Démographie et amélioration des infrastructures, les clés du succès
Elle bénéficie pour cela de deux atouts majeurs. Le premier, sa dynamique démographie. Elle a ravi à son voisin la place du pays le plus peuplé du globe et la différence ira en se creusant avec d’une côté un pays vieillissant dont la population en âge de travailler recule et, de l’autre, un pays où elle progresse encore et lui assure une plus grande capacité à générer de la croissance.
Second avantage, les gains de productivité en cours et à venir issus des investissements massifs en infrastructures. La Chine a commencé son grand bond en avant il y a 20 ans. L’Inde a débuté le sien plus tard. Les deux pays ne sont donc pas dans la même phase de développement. Le gouvernement indien aura ainsi plus que triplé en dix ans ses dépenses dans les infrastructures ferroviaires, aéroportuaires, routières afin de favoriser son développement économique et industriel. Cet effort représente aujourd’hui plus de 5% du PIB.

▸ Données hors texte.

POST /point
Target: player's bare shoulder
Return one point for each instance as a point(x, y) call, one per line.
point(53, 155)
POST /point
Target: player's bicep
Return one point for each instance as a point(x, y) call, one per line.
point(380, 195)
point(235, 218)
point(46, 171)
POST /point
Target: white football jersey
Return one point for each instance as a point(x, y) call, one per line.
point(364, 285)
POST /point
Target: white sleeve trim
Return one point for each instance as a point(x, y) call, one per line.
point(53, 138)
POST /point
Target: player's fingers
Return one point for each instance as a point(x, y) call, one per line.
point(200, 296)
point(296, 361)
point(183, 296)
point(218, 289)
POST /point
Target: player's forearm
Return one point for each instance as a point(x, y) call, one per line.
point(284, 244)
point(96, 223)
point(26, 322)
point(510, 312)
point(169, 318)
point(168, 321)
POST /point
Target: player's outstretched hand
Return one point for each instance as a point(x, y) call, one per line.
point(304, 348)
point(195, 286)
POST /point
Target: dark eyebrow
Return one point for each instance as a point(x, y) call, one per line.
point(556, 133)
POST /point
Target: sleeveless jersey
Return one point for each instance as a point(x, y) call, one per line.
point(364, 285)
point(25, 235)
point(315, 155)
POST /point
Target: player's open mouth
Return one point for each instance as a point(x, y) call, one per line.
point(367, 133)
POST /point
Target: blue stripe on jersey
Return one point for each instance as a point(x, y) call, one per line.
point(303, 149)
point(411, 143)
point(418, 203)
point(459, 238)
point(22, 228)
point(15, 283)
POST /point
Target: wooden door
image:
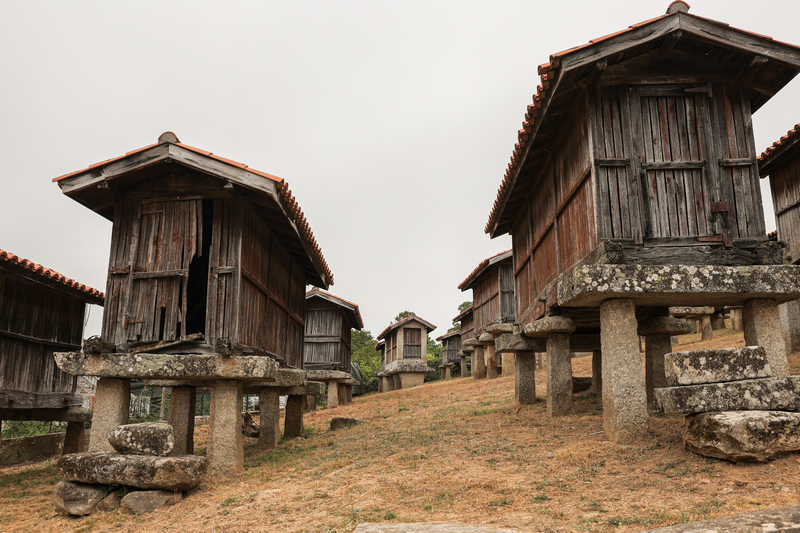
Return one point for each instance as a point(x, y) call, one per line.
point(165, 237)
point(671, 127)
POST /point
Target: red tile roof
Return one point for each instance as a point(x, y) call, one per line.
point(548, 72)
point(430, 327)
point(289, 202)
point(483, 265)
point(49, 274)
point(769, 155)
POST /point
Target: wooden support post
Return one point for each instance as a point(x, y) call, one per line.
point(269, 410)
point(112, 402)
point(625, 416)
point(559, 375)
point(293, 424)
point(525, 378)
point(181, 418)
point(225, 442)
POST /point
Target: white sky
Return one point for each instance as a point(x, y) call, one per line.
point(392, 122)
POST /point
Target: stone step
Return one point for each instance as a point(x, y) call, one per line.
point(744, 436)
point(141, 471)
point(716, 366)
point(767, 394)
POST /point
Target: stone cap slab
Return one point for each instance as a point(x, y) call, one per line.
point(770, 394)
point(427, 528)
point(663, 325)
point(690, 311)
point(780, 519)
point(325, 375)
point(190, 367)
point(669, 285)
point(549, 324)
point(716, 366)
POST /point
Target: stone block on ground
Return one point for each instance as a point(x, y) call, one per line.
point(744, 436)
point(768, 394)
point(780, 519)
point(716, 366)
point(77, 499)
point(148, 438)
point(140, 471)
point(339, 422)
point(147, 501)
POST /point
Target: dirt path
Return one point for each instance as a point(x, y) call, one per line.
point(458, 451)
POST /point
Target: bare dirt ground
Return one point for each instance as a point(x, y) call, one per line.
point(460, 451)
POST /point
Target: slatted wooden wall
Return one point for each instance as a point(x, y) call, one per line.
point(32, 318)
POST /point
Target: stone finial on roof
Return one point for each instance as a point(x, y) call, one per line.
point(678, 6)
point(168, 136)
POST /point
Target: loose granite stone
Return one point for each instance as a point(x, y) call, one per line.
point(146, 501)
point(141, 471)
point(77, 499)
point(716, 366)
point(147, 438)
point(768, 394)
point(744, 436)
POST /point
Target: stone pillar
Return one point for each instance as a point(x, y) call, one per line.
point(491, 361)
point(333, 395)
point(707, 332)
point(478, 363)
point(269, 411)
point(525, 378)
point(293, 424)
point(790, 324)
point(656, 347)
point(75, 439)
point(225, 442)
point(509, 364)
point(762, 327)
point(597, 373)
point(112, 400)
point(559, 375)
point(625, 416)
point(181, 418)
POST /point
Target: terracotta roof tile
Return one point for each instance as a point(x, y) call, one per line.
point(52, 275)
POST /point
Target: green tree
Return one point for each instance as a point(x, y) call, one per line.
point(362, 350)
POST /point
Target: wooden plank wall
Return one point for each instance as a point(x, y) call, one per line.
point(272, 293)
point(32, 310)
point(557, 228)
point(785, 182)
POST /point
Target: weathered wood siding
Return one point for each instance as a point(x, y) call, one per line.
point(35, 322)
point(785, 183)
point(272, 300)
point(557, 227)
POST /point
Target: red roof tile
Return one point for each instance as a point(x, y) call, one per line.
point(50, 274)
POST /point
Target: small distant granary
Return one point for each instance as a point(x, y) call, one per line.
point(405, 352)
point(326, 356)
point(492, 284)
point(206, 287)
point(41, 312)
point(451, 348)
point(634, 187)
point(781, 162)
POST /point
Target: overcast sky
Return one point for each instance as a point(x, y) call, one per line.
point(392, 122)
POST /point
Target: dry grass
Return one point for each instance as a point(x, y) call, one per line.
point(459, 451)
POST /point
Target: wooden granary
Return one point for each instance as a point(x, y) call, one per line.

Une puissance économique à relativiser
L’économie indienne devrait donc connaître une croissance durablement forte mais cela n’en fait pas pour autant une force motrice régionale supérieure à la Chine. Il faut mesurer dans un premier temps la puissance du moteur qui est le fruit du couple moteur (la taille de l’économie) et du régime moteur (son rythme d’expansion). Or, l’Inde demeure une petite cylindrée ne représentant pas beaucoup plus que 10% du PIB régional : c’est 5 fois moins que la Chine. La comparaison directe entre les deux puissances est aussi sans nuance : aux coudes à coudes il y a 30 ans, le PIB de l’Inde représente aujourd’hui moins du quart de celui de son rival.
Quant à la capacité du pays à maintenir dans un temps long un régime de croissance très élevé, il faut rester prudent. Les fondamentaux sont peut-être bons, mais ils ne sont pas pour autant un totem d’immunité. La question se pose à court terme, par exemple, sur la formation en cours d’une bulle financière avec : la croissance ultra rapide du crédit aux entreprises et aux ménages ; la flambée des cours en bourse ; et des prix de l’immobilier.
Défis sociaux et économiques persistants
Un incident de parcours est donc toujours possible. Sur un espace long le terrain semble dégagé mais il n’est pas pour autant sans embûches. Le défi majeur du pays, faire émerger et prospérer une puissante classe moyenne reste à relever. Cela passe par la transformation des bases sectorielles de l’économie, la formation d’une main-d’œuvre compétitive, la création massive d’emplois pour absorber l’arrivée de 13 millions de nouveaux travailleurs chaque année, mais aussi d’extirper de la pauvreté une partie de sa population et de réduire les inégalités. Sur tous ces fronts les avancées sont très lentes. La répartition de l’emploi par secteur dévoile une économie encore largement agraire avec près de 45% des emplois liés à l’agriculture contre moins du quart en Chine et ces personnes n’ont pas vu leurs revenus augmenter sensiblement ces dernières années. Le système éducatif reste en partie déficient, 450 millions de personnes sont sans travail, un tiers des enfants souffrent de malnutrition. Le niveau de vie des Indiens, appréhendé à travers le PIB par habitant, est devenu 5 fois inférieur à celui des Chinois.
La puissance du moteur indien demeure donc limitée à quoi s’ajoute un contenu en importations régionales de la croissance relativement faible. Bien qu’en hausse, la part de l’Inde dans les exportations des principales économies asiatiques est marginale ne serait-ce que parce que l’essentiel de l’activité est porté par des secteurs tels que l’agriculture, le secteur minier, le BTP, les services informatiques et financiers peu gourmands en intrants extérieurs. L’ascension économique de l’Inde ne fait pas de doute, mais elle restera longtemps encore dans l’ombre de son puissant voisin qui n’entend pas se laisser détrôner de sa place de leader asiatique.